Cell Lysate

Protocols

Timepoint

• At ??, cells were treated with NS (non-stimulated, 1st column of plate), 1,000 U(1uL) of IFNa (2nd column of plate), and 1,000U (1uL) of IFNg (3rd column of plate). Cells were then incubated for 0.5hr.

Sample Collection

1. At ??? cells were placed on ice and collected for Western anlaysis. Protein lysates are stored in Box ?? of -20C storage.
   1. Cells and media are transferred to 1.5mL epindorfs and spun at 13,000 rpm, 4C, 15min.
      1. • Supernatant can be collected and aliquoted for testing here.
         • Otherwise, Supernatant is decanted and disposed of from epindorfs
   2. During spin, wells are washed and incubated with 0.5mL cold PBS.
   3. Well wash is transferred to epindorfs and washed once more with 0.5mL cold PBS
   4. Wells are washed with 0.5mL cold PBS.
   5. Wells are scraped with Cell Scrapper
      1. • 0.4mL transferred to epindorf, remaining liquid is left in chamber during scrape and then collected
   6. Epindorf is spun at 13,000 rpm, 4C, 15min.
   7. Supernatant is disposed of.
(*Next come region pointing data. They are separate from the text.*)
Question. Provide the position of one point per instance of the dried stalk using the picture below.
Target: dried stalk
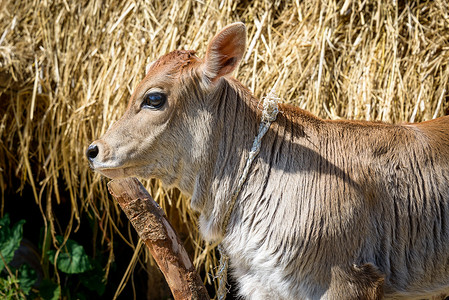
(151, 224)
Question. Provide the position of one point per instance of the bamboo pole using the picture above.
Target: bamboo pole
(158, 235)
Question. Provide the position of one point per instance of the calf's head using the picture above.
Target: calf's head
(166, 126)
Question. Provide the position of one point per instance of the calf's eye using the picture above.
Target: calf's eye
(154, 100)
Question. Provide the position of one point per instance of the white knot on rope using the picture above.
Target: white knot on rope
(269, 114)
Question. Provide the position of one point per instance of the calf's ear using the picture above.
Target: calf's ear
(225, 51)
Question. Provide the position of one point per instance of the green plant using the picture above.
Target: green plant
(80, 275)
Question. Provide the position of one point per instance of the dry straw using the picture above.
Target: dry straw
(67, 69)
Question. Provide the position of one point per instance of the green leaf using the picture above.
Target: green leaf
(27, 277)
(49, 290)
(9, 239)
(72, 259)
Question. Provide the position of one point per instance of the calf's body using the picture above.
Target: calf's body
(330, 209)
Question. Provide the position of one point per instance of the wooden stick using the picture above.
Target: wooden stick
(154, 229)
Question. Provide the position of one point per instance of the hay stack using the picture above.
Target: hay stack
(67, 69)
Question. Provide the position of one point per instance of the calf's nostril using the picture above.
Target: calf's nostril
(92, 152)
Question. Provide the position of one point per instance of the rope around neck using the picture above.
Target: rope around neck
(269, 114)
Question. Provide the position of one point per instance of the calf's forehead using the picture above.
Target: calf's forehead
(163, 71)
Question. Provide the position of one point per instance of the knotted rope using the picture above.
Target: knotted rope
(269, 114)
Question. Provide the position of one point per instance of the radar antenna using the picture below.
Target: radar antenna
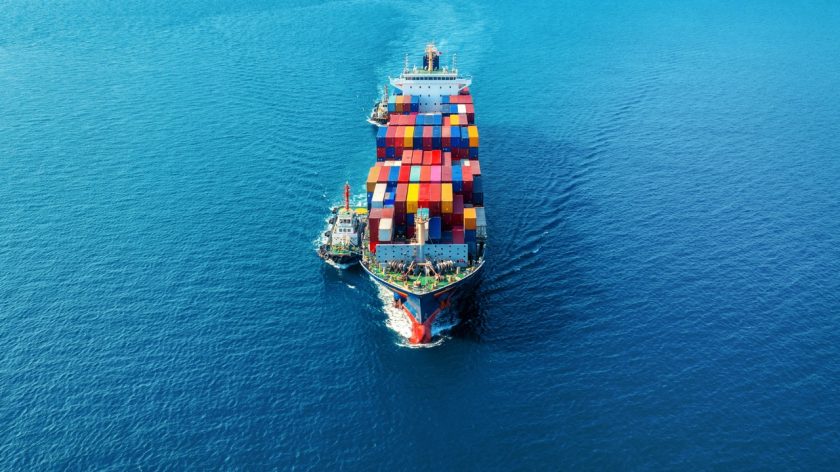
(347, 196)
As much as possible is removed.
   8. 60uL per epindorf of Cell Lysis buffer is added
      1. 10x Protease Inhibitor
      2. 10x Lysis Solution
      3. 100x Phosphates inhibitor
      4. remainder cold PBS
   9. Epindorfs are incubated on ICE for 20-30 minutes.
   10. Epindorfts are sonicated for 5secs at bottom and 5secs in liquid. Tip is washed between samples
   11. Epindorfts are spun at 13,000rpm, 4C, 15min.
   12. Protein lysates is collected into fresh epindorf tube that is labeled for long term storage at -20c.